Kids are experts at nose-picking, and they think that snot is almost as hilarious to talk about as butts and farts. Seriously, if I say the word “booger” to my 5-year-old, she will immediately erupt into peals of laughter. This is science. I always wonder why kids think bodily functions are so hilarious and then I walk by a sign advertising “salty nuts,” and I realize that I shouldn’t really be judging anyone on their juvenile sense of humor.

I am a person who can handle a lot of what the body dishes out. I went to physical therapy school and worked on cadavers in anatomy. I’ve interned on burn units. I’ve done wound care in hospitals. I’ve observed countless surgeries without one faint or queasy moment.

But boogers are my kryptonite.

I’ve literally gagged at the sight of my children dining on the crusty remnants of their nasal passages. Gagged and then wanted to burn my eyes out with bleach and put mittens on them until they are 20.

I’m also typically a calm mother. I don’t get too excited when one of my children comes in from outdoors bleeding. I don’t shout or scream or turn purple with rage very often.

But boogers turn me into Mommy Dearest. For real. The slimy, gooey, wrongness has my head turning around in circles and my kids looking at me like I’m a creature from their nightmares. I become irrationally grossed-out, and I realize it when it’s happening and…I still don’t care.
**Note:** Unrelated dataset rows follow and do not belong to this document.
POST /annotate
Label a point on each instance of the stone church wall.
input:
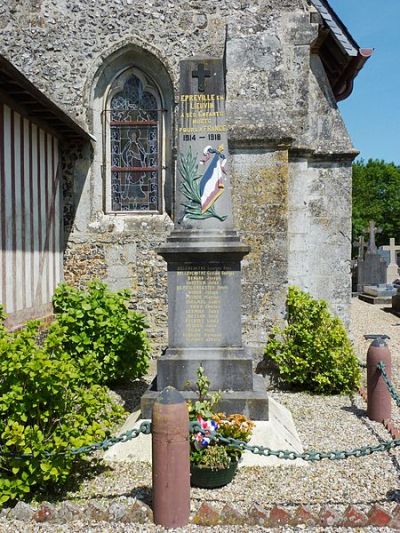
(276, 106)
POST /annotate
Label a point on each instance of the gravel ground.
(323, 423)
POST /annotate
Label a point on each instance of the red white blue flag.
(212, 182)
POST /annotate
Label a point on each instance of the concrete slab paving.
(278, 433)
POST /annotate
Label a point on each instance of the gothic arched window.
(134, 144)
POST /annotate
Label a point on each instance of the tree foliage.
(376, 196)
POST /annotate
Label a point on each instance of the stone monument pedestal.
(205, 323)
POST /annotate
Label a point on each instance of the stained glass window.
(135, 146)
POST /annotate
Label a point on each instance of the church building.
(88, 121)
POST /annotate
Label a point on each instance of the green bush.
(313, 352)
(107, 340)
(44, 409)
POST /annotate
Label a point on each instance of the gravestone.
(360, 245)
(372, 269)
(392, 271)
(203, 255)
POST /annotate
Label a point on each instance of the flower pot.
(206, 478)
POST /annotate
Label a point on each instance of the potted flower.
(213, 463)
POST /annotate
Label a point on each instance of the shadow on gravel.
(143, 493)
(361, 414)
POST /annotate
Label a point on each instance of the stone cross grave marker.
(372, 229)
(392, 271)
(361, 246)
(372, 270)
(203, 254)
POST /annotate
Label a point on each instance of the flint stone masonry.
(291, 154)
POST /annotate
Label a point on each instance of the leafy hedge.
(313, 352)
(95, 327)
(44, 408)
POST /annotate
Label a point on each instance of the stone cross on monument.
(203, 255)
(392, 272)
(361, 245)
(372, 229)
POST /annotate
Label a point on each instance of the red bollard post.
(171, 462)
(379, 402)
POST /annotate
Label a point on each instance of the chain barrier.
(306, 456)
(195, 427)
(145, 428)
(389, 384)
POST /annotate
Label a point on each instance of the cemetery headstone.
(355, 272)
(392, 271)
(372, 269)
(203, 255)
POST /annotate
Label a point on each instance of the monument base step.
(375, 300)
(252, 403)
(226, 368)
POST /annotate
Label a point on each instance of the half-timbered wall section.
(30, 217)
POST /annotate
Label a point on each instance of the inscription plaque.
(206, 298)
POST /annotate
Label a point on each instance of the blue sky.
(372, 111)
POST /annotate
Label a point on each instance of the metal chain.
(195, 427)
(389, 383)
(145, 428)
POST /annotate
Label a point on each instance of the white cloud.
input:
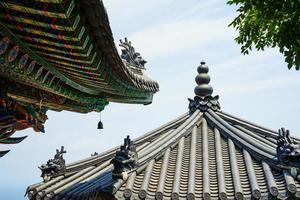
(259, 85)
(168, 38)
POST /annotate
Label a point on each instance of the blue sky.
(173, 36)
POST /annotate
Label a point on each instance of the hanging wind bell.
(100, 124)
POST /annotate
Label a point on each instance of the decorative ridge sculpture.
(125, 160)
(130, 55)
(55, 166)
(288, 152)
(203, 91)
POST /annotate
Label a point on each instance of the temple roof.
(203, 154)
(61, 55)
(67, 48)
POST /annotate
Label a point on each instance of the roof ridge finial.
(203, 89)
(203, 99)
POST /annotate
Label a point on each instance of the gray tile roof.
(203, 154)
(211, 155)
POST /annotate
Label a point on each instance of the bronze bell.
(100, 125)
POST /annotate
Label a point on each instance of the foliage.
(269, 23)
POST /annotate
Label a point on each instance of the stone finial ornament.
(203, 91)
(202, 79)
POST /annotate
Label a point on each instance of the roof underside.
(67, 48)
(210, 155)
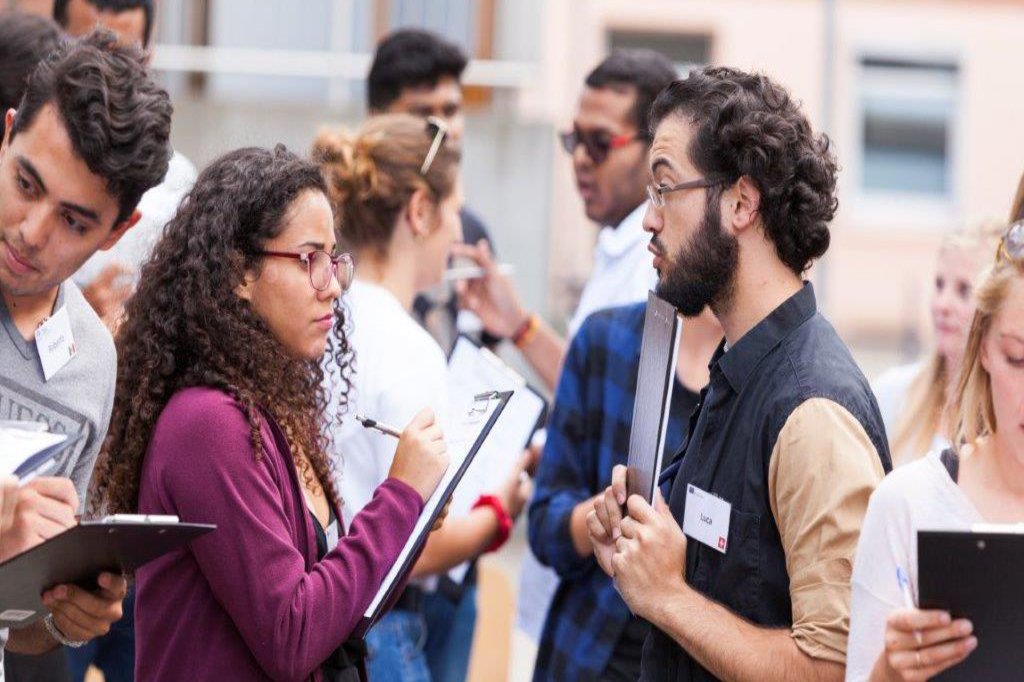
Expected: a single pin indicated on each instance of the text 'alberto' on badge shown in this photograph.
(55, 343)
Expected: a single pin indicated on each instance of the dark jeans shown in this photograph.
(450, 634)
(114, 653)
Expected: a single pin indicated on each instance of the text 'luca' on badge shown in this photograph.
(707, 518)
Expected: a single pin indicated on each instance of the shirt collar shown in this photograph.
(614, 242)
(738, 364)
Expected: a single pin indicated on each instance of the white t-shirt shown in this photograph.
(919, 496)
(398, 371)
(624, 270)
(890, 390)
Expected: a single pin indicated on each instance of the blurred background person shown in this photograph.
(396, 192)
(419, 73)
(979, 479)
(589, 632)
(912, 398)
(25, 40)
(608, 145)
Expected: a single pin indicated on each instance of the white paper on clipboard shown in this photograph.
(473, 370)
(467, 425)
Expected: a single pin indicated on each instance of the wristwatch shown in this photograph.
(55, 633)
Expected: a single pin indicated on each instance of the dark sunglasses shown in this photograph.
(598, 145)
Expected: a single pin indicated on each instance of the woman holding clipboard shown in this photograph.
(396, 194)
(219, 417)
(979, 479)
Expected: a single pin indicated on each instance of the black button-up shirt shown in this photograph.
(788, 433)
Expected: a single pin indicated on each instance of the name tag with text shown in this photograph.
(55, 343)
(707, 518)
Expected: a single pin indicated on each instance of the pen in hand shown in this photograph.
(378, 426)
(904, 584)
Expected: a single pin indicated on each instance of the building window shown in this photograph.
(907, 132)
(686, 50)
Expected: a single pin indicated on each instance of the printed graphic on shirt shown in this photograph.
(20, 403)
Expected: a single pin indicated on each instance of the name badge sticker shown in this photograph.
(55, 343)
(707, 518)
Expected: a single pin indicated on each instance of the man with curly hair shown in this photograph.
(744, 571)
(88, 138)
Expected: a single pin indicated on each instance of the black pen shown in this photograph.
(378, 426)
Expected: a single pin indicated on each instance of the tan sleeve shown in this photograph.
(822, 471)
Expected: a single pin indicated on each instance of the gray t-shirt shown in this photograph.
(76, 399)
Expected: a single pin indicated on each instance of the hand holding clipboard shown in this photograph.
(464, 440)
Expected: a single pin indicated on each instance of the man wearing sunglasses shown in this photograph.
(418, 72)
(608, 143)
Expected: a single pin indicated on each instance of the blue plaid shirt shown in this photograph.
(588, 434)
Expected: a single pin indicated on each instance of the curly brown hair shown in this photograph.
(748, 125)
(186, 327)
(117, 117)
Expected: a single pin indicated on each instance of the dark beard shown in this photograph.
(701, 272)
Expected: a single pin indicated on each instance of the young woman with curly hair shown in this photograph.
(220, 417)
(396, 195)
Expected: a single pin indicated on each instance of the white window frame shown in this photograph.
(879, 208)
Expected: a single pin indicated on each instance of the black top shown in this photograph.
(791, 356)
(342, 665)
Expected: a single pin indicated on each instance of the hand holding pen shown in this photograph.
(421, 458)
(920, 644)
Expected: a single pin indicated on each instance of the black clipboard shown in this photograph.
(543, 418)
(415, 544)
(78, 556)
(976, 576)
(655, 380)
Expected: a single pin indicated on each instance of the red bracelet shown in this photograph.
(504, 520)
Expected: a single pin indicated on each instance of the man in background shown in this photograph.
(418, 72)
(108, 279)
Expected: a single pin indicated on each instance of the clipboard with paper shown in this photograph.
(473, 369)
(28, 451)
(468, 430)
(79, 554)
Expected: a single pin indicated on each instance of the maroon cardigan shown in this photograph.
(249, 601)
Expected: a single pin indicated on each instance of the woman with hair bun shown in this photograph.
(220, 417)
(912, 398)
(396, 196)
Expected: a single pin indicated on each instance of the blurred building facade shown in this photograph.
(922, 99)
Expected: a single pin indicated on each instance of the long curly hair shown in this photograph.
(186, 327)
(748, 125)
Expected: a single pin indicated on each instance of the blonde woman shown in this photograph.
(980, 479)
(911, 398)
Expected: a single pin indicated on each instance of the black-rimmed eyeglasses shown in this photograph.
(656, 193)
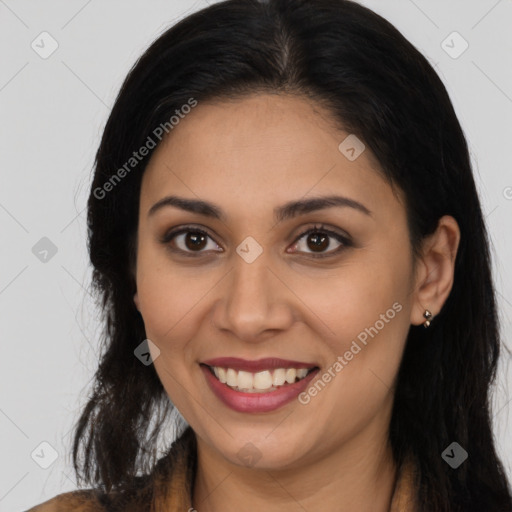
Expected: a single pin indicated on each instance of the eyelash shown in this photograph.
(346, 242)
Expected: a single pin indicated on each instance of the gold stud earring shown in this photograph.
(428, 315)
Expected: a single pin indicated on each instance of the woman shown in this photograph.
(290, 250)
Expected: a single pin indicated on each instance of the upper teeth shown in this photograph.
(258, 381)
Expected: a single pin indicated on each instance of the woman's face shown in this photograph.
(256, 287)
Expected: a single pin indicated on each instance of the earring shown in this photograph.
(428, 315)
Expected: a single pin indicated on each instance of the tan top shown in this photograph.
(169, 488)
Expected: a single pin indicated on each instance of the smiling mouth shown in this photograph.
(264, 381)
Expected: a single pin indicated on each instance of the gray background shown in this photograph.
(52, 114)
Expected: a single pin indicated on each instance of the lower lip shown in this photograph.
(256, 402)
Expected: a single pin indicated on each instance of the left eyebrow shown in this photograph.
(287, 211)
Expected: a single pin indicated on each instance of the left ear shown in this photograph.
(435, 269)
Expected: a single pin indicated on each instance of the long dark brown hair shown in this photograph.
(376, 85)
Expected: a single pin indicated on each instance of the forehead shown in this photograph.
(263, 147)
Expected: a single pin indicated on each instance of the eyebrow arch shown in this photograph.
(281, 213)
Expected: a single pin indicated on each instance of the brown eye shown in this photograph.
(318, 240)
(189, 240)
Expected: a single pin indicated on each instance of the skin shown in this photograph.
(249, 156)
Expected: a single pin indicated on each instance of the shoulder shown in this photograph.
(75, 501)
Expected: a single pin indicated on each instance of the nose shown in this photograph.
(254, 301)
So I’ve always played the “You are going to make yourself sick” card whenever I catch one of the heathens chowing down on the golden goods. But am I right? Because while it’s certainly revolting to see your child with their finger knuckle-deep in their schnoz, or see the snail-trail evidence on their pillows, is it actually bad for them? Will it make them sick? Or just me?

Turns out, of course it doesn’t make them sick. We know this because kids have been eating boogers, and living to tell the tale, since the dawn of freaking time.

But what may surprise you? It’s actually good for them, because children are as strange as they are lovable. According to a study done by the American Society of Microbiology eating boogers is healthy for all of us and, well, I’d rather not know some information. The study focused on mucus and found that it had a positive impact on preventing cavities. What?

A lung specialist in Austria, Prof. Friedrich Bischinger, also states that “eating the dry remains of what you pull out is a great way of strengthening the body’s immune system. Medically it makes great sense and is a perfectly natural thing to do.” Clearly, um, Dr. Bischinger is clearly a booger eater.

So there you go. I’ll have to come up with another reason why my kids shouldn’t be prodding around in their snouts. I guess kids’ immune systems are developing so anything in their world that includes germs is good for them. I’d just much rather shoo them out to play in the dirt than watch them pull slime from their nose holes, thank you very much.